What is the most efficient way in Intel x86 assembly to do the following operation (a, b are 32-bit floats):

From xmm1: [-, -, a, b] to xmm1: [a, a, b, b]

I could not find any useful instructions.
My idea is to copying a and b to other registers and then shift the xmm1 register 4 bytes and move a or b to the lowest 4 bytes.

Solution

You're looking for unpcklps xmm1, xmm1 (https://www.felixcloutier.com/x86/unpcklps) to interleave the low elements from a register with itself:
low element -> bottom 2, 2nd lowest to high 2.

You could instead use shufps but that wouldn't be any better in this case, and would need an immediate byte. To copy-and-shuffle, you could use pshufd, but on a few CPUs that integer instruction is slower between FP instructions (but it's still typically better than a movaps + unpcklps. There's either no bypass latency, or it's 1 cycle and movaps would cost the same latency but also some throughput resources. Except Nehalem where bypass latency would be 2 cycles. I don't think any CPUs with mov-elimination have bypass latency for shuffles, but maybe some AMD do.)

If you were having trouble finding the right shuffle instruction, consider writing it in C and seeing if clang can turn it into a shuffle for you. Like _mm_set_ps(v[1], v[1], v[0], v[0]). In general that won't always compile to good asm, but worth a try with clang -O3 (clang has a very good shuffle optimizer). In this case both GCC and clang figure out how to do that with one unpcklps xmm0,xmm0 (https://godbolt.org/z/o6PTeP) instead of the disaster that was possible. Or the reverse with shufps xmm0,xmm0, 5 (5 is 0b00'00'01'01).

(Note that indexing a __m128 as v[idx] is a GNU extension, but I'm only suggesting doing it with clang to find a good shuffle. If you ultimately want intrinsics, check clang's asm then use the intrinsic for that in your code, not a _mm_set)

Also see the SIMD chapter in Agner Fog's optimization guide (https://agner.org/optimize/); he has a good table of instructions to consider for different kinds of data movement.

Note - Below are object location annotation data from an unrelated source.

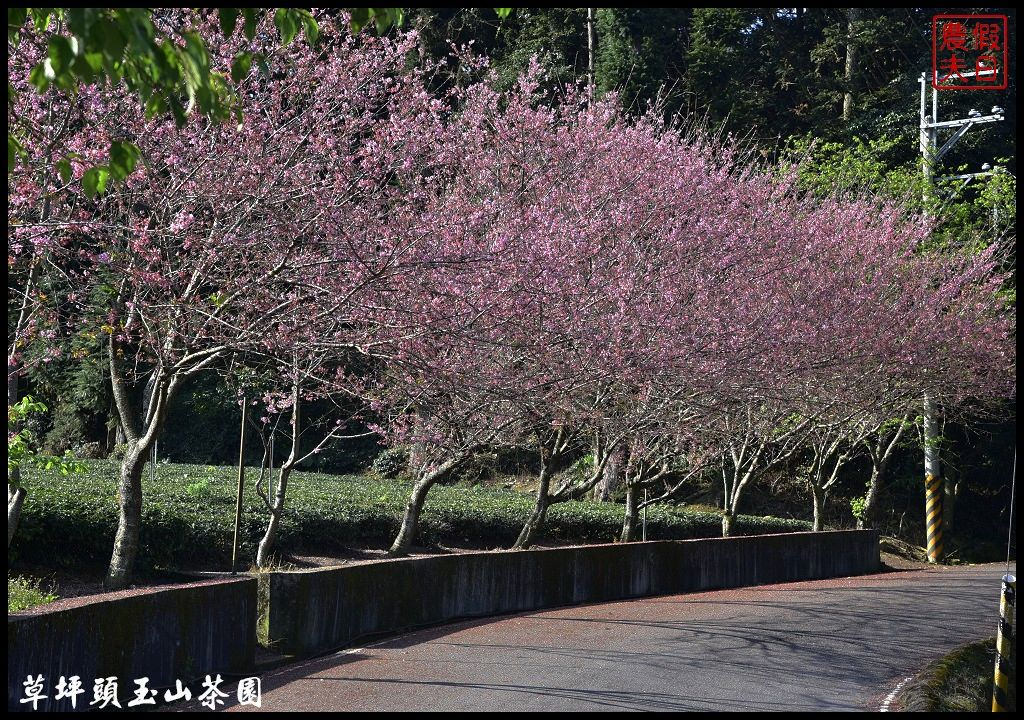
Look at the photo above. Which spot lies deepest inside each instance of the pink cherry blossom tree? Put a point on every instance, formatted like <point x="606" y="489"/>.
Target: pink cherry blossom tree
<point x="227" y="234"/>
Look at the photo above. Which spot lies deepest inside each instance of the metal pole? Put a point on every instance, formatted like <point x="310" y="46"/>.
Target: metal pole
<point x="1004" y="685"/>
<point x="933" y="484"/>
<point x="242" y="477"/>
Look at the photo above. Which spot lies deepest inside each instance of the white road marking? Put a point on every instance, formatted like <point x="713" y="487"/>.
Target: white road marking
<point x="892" y="695"/>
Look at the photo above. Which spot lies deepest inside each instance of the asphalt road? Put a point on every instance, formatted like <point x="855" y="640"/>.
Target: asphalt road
<point x="836" y="644"/>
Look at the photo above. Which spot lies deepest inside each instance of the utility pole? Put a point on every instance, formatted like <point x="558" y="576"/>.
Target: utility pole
<point x="938" y="493"/>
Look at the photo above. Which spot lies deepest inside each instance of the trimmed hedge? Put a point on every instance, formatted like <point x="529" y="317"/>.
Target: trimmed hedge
<point x="188" y="516"/>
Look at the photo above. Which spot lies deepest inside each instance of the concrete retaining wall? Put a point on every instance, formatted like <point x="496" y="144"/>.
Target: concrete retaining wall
<point x="165" y="634"/>
<point x="316" y="610"/>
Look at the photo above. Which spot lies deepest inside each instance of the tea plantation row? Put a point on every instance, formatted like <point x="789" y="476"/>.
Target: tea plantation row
<point x="188" y="515"/>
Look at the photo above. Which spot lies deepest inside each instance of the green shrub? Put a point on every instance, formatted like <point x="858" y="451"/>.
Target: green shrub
<point x="24" y="593"/>
<point x="188" y="516"/>
<point x="391" y="462"/>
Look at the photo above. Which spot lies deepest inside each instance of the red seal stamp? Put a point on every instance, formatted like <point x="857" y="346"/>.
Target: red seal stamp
<point x="970" y="52"/>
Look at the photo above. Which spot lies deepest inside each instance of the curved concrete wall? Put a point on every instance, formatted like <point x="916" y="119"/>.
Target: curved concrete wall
<point x="165" y="634"/>
<point x="312" y="611"/>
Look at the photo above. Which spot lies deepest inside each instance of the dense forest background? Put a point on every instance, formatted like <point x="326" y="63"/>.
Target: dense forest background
<point x="834" y="89"/>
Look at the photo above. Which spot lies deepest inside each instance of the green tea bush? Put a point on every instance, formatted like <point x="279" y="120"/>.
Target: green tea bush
<point x="391" y="462"/>
<point x="188" y="516"/>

Also https://www.officedaytime.com/simd512e/simd.html has a good visual quick-reference, and https://software.intel.com/sites/landingpage/IntrinsicsGuide/ lets you filter by category (Swizzle = shuffles), and by ISA level (so you can exclude AVX512 which has a bazillion versions of every intrinsic with masking.)

See also https://stackoverflow.com/tags/sse/info for these links and more.

If you don't know the available instructions well (and the CPU-architecture / performance tuning details), you're probably better off using C with intrinsics. The compiler can find better ways when you come up with a less efficient way to do a shuffle. e.g. compilers would hopefully optimize _mm_shuffle_ps(v,v, _MM_SHUFFLE(1,1,0,0)) into unpcklps for you.

It's very rare that hand-written asm is the right choice, especially for x86. Compilers generally do a good job with intrinsics, especially GCC and clang. If you didn't know that unpcklps existed, you're probably a long way from being able to beat the compiler easily / routinely.